O que acontece com as espécies que habitam áreas que são devastadas? Apesar da redução no ritmo do desmatamento na Amazônia – nos últimos dez anos, de 30.000 quilômetros quadrados para 6.000 quilômetros quadrados –, um artigo publicado em julho de 2012 na revista Science mostra que o desmatamento é uma bomba-relógio para os animais vertebrados que vivem nas áreas atingidas.

Conduzido por pesquisadores da Universidade Rockefeller, nos Estados Unidos, e do Imperial College, na Inglaterra, o artigo revela o “débito de extinção” da Amazônia, ou seja, uma estimativa de quantas espécies devem desaparecer da área em consequência do desmatamento, e em que período de tempo. O professor e pesquisador brasileiro Thiago Rangel, da Universidade Federal de Goiás (UFG), revisou o artigo e publicou uma análise sobre ele na mesma edição da Science.


O Sustentabilidade Allianz entrevistou Rangel, que defende que temos tempo para agir – mas não podemos esperar mais.

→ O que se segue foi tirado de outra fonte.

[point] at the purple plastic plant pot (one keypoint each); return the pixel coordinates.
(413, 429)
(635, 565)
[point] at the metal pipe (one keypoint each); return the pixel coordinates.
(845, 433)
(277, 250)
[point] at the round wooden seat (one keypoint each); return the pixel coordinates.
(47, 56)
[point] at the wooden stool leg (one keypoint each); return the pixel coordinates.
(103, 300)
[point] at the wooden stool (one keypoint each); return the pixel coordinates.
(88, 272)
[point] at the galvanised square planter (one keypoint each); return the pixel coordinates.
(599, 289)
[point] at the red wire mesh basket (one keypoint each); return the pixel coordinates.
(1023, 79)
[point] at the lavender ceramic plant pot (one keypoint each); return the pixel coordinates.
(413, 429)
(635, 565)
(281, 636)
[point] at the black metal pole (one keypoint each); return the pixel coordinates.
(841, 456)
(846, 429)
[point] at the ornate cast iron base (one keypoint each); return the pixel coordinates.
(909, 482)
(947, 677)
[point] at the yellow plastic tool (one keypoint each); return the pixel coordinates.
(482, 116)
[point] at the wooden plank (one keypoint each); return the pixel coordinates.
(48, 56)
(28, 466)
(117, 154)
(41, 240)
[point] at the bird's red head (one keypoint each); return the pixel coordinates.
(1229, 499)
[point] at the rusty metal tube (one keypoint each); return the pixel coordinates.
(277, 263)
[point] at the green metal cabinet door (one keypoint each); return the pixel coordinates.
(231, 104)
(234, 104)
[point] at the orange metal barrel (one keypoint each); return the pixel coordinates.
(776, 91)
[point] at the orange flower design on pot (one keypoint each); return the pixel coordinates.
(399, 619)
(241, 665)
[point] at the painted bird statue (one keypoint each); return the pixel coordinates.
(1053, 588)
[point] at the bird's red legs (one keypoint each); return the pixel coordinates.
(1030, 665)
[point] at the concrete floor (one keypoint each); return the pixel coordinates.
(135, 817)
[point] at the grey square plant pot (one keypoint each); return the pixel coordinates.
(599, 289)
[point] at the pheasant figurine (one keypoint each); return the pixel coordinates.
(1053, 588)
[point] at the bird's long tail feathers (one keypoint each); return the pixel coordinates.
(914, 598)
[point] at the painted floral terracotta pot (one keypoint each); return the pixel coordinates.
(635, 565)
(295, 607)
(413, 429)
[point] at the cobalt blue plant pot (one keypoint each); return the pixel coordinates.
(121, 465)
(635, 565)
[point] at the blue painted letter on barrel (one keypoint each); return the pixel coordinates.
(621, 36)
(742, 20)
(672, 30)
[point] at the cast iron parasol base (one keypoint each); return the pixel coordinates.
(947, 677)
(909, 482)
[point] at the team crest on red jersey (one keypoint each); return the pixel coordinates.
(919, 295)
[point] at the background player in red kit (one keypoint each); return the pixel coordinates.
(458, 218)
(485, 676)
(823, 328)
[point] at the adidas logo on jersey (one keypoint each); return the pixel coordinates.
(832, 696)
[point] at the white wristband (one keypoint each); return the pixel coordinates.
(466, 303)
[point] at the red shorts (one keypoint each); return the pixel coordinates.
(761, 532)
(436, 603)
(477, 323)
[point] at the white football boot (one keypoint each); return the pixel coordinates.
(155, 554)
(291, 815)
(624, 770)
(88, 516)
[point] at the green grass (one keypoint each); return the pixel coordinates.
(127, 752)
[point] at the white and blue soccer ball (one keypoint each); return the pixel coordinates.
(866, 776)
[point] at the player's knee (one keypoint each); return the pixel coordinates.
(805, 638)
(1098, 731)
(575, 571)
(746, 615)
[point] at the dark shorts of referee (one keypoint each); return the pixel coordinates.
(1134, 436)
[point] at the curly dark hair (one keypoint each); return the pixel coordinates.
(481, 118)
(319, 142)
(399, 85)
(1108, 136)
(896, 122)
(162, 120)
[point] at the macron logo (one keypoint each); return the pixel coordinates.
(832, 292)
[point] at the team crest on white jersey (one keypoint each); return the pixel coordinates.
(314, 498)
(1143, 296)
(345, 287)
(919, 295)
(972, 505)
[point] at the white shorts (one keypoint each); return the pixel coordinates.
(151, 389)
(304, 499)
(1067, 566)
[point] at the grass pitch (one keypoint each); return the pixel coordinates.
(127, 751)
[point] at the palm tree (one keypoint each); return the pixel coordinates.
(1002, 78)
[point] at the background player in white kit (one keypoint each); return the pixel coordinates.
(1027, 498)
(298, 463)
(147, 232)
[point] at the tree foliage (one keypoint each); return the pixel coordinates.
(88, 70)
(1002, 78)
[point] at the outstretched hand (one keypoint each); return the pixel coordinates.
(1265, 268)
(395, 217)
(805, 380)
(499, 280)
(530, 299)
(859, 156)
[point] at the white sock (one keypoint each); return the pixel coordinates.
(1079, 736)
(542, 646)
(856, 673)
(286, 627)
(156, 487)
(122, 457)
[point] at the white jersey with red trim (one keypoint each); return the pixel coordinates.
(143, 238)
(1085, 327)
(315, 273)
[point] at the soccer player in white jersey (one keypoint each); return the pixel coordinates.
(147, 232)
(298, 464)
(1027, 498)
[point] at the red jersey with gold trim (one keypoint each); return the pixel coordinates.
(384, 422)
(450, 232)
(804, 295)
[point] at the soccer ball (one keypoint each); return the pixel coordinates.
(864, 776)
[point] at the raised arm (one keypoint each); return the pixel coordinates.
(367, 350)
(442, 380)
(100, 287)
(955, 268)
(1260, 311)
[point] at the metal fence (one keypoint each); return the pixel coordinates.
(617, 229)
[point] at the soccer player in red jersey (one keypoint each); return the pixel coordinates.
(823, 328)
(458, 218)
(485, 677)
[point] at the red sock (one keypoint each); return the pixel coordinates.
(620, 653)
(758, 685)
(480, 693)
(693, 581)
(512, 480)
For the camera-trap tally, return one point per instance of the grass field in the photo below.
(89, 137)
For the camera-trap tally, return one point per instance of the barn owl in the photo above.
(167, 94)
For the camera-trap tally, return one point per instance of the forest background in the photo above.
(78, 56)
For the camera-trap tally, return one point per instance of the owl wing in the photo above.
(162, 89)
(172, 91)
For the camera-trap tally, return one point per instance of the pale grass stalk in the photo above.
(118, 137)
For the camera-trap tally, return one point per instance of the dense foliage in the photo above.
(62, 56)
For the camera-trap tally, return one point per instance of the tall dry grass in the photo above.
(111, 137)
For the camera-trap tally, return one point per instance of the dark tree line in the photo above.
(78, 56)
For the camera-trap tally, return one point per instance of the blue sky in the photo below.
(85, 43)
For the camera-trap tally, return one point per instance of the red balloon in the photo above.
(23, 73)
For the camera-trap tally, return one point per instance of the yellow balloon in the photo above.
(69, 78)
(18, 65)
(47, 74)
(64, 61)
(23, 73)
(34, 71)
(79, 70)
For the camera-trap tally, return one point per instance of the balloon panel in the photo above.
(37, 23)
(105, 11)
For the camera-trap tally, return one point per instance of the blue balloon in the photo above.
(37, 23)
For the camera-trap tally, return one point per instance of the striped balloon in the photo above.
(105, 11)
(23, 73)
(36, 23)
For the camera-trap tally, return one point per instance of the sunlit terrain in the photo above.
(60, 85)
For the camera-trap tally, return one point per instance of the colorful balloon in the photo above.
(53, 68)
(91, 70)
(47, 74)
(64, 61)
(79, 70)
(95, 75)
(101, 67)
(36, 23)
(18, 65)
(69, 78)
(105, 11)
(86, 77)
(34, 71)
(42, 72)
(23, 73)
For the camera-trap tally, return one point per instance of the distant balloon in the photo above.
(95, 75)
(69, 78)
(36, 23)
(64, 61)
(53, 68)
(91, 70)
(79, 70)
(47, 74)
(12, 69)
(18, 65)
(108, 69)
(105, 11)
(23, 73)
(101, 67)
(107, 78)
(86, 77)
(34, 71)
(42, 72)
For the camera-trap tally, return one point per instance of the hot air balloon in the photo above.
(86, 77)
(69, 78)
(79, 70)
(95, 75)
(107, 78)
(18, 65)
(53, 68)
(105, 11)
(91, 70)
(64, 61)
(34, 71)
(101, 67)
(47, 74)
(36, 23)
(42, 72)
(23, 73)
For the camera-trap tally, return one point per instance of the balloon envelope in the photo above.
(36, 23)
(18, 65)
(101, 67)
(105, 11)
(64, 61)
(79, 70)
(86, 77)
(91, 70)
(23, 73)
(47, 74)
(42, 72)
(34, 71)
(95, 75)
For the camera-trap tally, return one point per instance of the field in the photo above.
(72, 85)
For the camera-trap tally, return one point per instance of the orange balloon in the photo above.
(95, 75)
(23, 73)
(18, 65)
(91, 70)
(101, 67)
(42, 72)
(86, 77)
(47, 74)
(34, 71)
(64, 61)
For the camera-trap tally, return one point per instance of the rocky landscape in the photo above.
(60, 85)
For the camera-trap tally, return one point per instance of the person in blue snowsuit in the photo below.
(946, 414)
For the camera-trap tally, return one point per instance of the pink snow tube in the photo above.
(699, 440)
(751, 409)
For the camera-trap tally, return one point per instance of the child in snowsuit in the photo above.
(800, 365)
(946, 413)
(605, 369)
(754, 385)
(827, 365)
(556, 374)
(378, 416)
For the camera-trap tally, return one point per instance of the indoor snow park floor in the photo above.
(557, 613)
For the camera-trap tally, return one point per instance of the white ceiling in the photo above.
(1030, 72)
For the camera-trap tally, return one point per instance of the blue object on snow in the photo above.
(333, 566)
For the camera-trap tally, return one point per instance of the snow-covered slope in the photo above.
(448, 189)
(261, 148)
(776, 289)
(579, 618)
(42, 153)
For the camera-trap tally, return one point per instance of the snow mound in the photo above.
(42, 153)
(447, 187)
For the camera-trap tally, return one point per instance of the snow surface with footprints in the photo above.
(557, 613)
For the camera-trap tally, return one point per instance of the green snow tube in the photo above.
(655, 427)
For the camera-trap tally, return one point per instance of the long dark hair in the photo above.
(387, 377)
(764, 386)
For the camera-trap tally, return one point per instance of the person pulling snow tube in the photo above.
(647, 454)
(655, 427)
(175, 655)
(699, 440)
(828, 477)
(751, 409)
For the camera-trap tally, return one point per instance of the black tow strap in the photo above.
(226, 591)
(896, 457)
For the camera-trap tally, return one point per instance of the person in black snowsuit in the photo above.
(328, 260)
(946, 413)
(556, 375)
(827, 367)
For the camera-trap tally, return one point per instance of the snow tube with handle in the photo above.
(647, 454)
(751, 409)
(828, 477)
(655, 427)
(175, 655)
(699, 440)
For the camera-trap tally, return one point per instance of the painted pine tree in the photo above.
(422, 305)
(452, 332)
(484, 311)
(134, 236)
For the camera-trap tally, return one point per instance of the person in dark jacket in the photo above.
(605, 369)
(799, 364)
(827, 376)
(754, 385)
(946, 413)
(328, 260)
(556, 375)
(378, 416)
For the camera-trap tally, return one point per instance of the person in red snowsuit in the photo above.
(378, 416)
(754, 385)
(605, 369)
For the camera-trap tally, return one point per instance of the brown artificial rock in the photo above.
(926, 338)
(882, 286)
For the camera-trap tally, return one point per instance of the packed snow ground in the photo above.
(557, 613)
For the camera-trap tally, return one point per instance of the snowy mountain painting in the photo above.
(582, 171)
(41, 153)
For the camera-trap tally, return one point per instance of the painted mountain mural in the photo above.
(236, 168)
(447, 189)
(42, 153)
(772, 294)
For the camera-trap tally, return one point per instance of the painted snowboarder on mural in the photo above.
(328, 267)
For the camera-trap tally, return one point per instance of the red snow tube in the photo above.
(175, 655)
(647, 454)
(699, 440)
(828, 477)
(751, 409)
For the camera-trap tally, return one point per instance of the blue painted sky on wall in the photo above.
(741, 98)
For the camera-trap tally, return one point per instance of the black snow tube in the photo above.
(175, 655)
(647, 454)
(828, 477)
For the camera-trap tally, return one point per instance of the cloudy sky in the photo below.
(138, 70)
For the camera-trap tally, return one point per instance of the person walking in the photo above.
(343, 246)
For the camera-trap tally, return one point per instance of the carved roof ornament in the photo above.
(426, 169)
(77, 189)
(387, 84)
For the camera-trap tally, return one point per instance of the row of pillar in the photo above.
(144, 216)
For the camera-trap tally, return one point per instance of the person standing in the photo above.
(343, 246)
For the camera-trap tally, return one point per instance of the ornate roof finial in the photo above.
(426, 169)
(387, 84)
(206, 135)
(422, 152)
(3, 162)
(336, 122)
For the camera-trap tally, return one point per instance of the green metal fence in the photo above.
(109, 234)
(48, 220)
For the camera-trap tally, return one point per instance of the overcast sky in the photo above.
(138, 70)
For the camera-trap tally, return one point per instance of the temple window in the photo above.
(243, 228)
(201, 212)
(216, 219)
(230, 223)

Como o “débito de extinção” foi calculado na Amazônia?
É importante frisar que o desaparecimento de espécies de um determinado lugar não ocorre imediatamente após esse lugar sofrer um impacto. Ao total de espécies já condenada ao desaparecimento por impactos do passado, dá-se o nome de débito de extinção, que na Amazônia foi calculado para centenas de regiões com 2.500 quilômetros quadrados (50 km x 50 km).

Para cada uma dessas regiões, foram usados dados de distribuição de espécies de aves, mamíferos e anfíbios para contabilizar quantas espécies naturalmente ocorriam naquela região antes de haver qualquer impacto. Depois, subtraiu-se a área da região que já foi desmatada (desde 1970 até 2010) e que, estima-se, será desmatada até 2030, 2040 e 2050. Em função dessa perda de floresta por desmatamento é possível estimar quanto do total de espécies naturais de cada região se perderia. A diferença entre o número de espécies que atualmente existe e o número de espécies esperado em função da proporção de floresta intacta é o débito de extinção.

Você propõe um "calote" no débito de extinção. Como isso se daria?
Existem diversas maneiras de evitar com que este débito (ou dívida) seja efetivamente pago, ou seja, que as espécies eventualmente venham a desaparecer da região em função de desmatamento já ocorrido. Por exemplo, pode-se investir em regeneração da floresta em áreas com débito de extinção mais grave. Regeneração da floresta costuma apresentar resultados em algumas décadas, mas por vezes é o suficiente para evitar que algumas espécies realmente desapareçam da região. Além disso, pode-se investir em medidas que favoreçam a recuperação da biota de uma área por efeito de resgate. Por exemplo, a recuperação de áreas degradadas é muito mais dinâmica se houver corredores que as liguem a áreas preservadas. Daí a importância de pensarmos não em unidades de conservação isoladas, mas em redes de unidades de conservação que se complementem.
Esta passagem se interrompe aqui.